Gilchrist wrote ‘bifurcation of Khariboli into two forms – the Hindustani language with Khariboli as the root resulted in two languages (Hindi and Urdu), each with its own character and script.’

In other words, what was Hindustani language was segregated into Hindi and Urdu (written in the Devanagari and Persian scripts), codified and formalised.

Santosh Kumar Khare on the origin of Hindi in Truth about Language in India wrote in his essay: ‘the notion of Hindi and Urdu as two distinct languages crystallized at Fort William College in the first half of the 19th century.’ He added: “their linguistic and literary repertoires were built up accordingly, Urdu borrowing from Persian/Arabic and Hindi from Sanskrit.’

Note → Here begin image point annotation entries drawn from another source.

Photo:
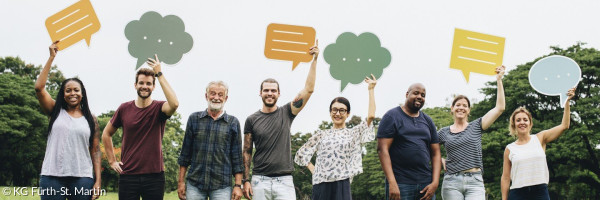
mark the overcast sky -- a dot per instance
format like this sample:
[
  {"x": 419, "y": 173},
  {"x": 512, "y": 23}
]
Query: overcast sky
[{"x": 229, "y": 40}]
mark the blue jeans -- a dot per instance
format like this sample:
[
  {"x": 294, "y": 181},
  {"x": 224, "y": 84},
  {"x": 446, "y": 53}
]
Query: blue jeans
[
  {"x": 408, "y": 191},
  {"x": 60, "y": 188},
  {"x": 273, "y": 188},
  {"x": 463, "y": 186},
  {"x": 534, "y": 192},
  {"x": 193, "y": 193}
]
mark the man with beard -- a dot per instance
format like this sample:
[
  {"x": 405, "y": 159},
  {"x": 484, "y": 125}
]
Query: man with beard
[
  {"x": 407, "y": 143},
  {"x": 269, "y": 130},
  {"x": 143, "y": 120},
  {"x": 212, "y": 145}
]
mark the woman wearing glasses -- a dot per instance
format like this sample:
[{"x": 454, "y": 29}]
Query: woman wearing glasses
[{"x": 339, "y": 150}]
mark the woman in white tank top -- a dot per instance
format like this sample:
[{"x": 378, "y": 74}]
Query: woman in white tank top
[
  {"x": 73, "y": 156},
  {"x": 525, "y": 159}
]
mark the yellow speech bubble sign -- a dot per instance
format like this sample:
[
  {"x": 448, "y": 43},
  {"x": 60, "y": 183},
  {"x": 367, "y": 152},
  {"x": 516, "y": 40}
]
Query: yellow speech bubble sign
[
  {"x": 73, "y": 24},
  {"x": 476, "y": 52},
  {"x": 289, "y": 42}
]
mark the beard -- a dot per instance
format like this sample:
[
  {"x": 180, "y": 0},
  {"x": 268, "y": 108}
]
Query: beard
[
  {"x": 415, "y": 108},
  {"x": 215, "y": 106},
  {"x": 269, "y": 104},
  {"x": 142, "y": 96}
]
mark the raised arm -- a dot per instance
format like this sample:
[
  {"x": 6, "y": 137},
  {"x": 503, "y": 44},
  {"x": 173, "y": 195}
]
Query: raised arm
[
  {"x": 109, "y": 130},
  {"x": 46, "y": 101},
  {"x": 372, "y": 82},
  {"x": 491, "y": 116},
  {"x": 505, "y": 180},
  {"x": 96, "y": 155},
  {"x": 170, "y": 107},
  {"x": 553, "y": 133},
  {"x": 383, "y": 147},
  {"x": 300, "y": 100}
]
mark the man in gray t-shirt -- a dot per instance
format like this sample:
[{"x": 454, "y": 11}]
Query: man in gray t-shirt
[{"x": 269, "y": 130}]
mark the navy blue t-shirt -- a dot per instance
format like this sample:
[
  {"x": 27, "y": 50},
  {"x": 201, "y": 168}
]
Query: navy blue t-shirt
[{"x": 410, "y": 152}]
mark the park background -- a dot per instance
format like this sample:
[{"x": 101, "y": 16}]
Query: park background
[{"x": 229, "y": 44}]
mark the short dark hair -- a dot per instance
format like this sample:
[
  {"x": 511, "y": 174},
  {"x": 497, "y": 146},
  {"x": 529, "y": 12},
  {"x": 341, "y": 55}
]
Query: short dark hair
[
  {"x": 341, "y": 100},
  {"x": 269, "y": 80},
  {"x": 146, "y": 72},
  {"x": 459, "y": 97}
]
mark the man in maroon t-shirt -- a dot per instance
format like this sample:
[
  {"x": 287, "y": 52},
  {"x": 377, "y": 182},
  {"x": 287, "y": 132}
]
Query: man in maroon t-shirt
[{"x": 143, "y": 120}]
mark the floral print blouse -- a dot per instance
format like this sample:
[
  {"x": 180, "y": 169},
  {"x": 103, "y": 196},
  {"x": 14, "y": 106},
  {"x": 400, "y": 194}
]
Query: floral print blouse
[{"x": 339, "y": 152}]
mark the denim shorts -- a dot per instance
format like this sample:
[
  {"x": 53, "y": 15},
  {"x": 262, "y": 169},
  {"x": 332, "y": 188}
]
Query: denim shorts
[
  {"x": 280, "y": 187},
  {"x": 463, "y": 185}
]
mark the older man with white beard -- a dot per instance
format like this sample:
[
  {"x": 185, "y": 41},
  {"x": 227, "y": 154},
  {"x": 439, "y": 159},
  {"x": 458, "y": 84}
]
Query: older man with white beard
[{"x": 211, "y": 152}]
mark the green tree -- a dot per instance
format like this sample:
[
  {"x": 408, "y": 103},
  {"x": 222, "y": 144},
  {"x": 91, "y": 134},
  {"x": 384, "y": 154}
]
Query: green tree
[{"x": 23, "y": 126}]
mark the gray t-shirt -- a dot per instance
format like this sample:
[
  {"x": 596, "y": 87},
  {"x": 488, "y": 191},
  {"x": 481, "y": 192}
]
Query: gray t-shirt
[
  {"x": 463, "y": 149},
  {"x": 272, "y": 140},
  {"x": 67, "y": 150}
]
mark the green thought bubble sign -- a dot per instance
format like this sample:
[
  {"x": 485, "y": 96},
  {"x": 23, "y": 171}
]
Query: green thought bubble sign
[
  {"x": 352, "y": 58},
  {"x": 154, "y": 34}
]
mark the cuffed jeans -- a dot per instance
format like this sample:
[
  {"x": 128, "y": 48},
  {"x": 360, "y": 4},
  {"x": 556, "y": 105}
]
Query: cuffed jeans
[
  {"x": 193, "y": 193},
  {"x": 463, "y": 186},
  {"x": 60, "y": 188},
  {"x": 273, "y": 188},
  {"x": 408, "y": 191}
]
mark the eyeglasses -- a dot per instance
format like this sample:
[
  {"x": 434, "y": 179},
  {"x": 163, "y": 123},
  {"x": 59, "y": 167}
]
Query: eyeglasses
[{"x": 341, "y": 111}]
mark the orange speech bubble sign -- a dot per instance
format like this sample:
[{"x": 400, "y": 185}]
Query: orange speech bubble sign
[
  {"x": 73, "y": 24},
  {"x": 289, "y": 42}
]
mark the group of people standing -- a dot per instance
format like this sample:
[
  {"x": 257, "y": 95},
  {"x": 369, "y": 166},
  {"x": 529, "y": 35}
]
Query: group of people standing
[{"x": 212, "y": 153}]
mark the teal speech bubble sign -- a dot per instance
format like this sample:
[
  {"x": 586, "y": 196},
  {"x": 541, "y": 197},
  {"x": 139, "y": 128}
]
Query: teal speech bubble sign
[
  {"x": 554, "y": 76},
  {"x": 154, "y": 34},
  {"x": 352, "y": 58}
]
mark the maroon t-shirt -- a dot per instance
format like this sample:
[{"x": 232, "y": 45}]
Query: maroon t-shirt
[{"x": 143, "y": 129}]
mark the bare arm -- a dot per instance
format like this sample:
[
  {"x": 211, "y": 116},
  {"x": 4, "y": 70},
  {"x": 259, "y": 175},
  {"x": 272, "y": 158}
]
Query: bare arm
[
  {"x": 372, "y": 82},
  {"x": 46, "y": 101},
  {"x": 300, "y": 100},
  {"x": 172, "y": 104},
  {"x": 505, "y": 180},
  {"x": 491, "y": 116},
  {"x": 436, "y": 162},
  {"x": 311, "y": 168},
  {"x": 107, "y": 134},
  {"x": 96, "y": 156},
  {"x": 181, "y": 182},
  {"x": 553, "y": 133}
]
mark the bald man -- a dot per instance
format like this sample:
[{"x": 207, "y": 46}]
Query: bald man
[{"x": 409, "y": 149}]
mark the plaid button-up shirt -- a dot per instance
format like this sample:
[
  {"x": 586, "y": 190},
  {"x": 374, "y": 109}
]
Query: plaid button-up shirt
[{"x": 211, "y": 150}]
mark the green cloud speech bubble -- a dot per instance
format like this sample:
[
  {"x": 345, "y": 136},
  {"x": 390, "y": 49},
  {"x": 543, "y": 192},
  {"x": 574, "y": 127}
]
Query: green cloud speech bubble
[
  {"x": 154, "y": 34},
  {"x": 352, "y": 58}
]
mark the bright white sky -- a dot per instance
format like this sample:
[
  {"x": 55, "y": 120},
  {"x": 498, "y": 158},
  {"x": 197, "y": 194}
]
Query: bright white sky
[{"x": 229, "y": 42}]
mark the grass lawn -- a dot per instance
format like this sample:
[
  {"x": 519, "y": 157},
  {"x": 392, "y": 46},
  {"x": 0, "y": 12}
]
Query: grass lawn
[{"x": 108, "y": 196}]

In the words of K.B. Jindal, author of A History of Hindi Literature: ‘Hindi as we know it today is the product of the nineteenth century.’

Contemporary Dutch historian Thomas De Bruijin says that Fort William College in Calcutta was ‘more or less the birthplace of modern Hindi.’

George Abraham Grierson, noted Irish linguist of the late 19th and early 20th century, said that the standard or pure Hindi which contemporary Indians use is ‘an artificial dialect the mother tongue of no native-born Indian, a newly invented speech, that wonderful hybrid known to Europeans as Hindi and invented by them.’

Hence, my late maternal grandmother was right: the birthplace of modern Hindi is Calcutta. And it was in Fort William that this invention took place under the tireless efforts of John Gilchrist.

If the Anglophone Indians are derided as ‘Macaulay’s children’, then the Hindi speaking Indians can also be called ‘Gilchrist’s children’.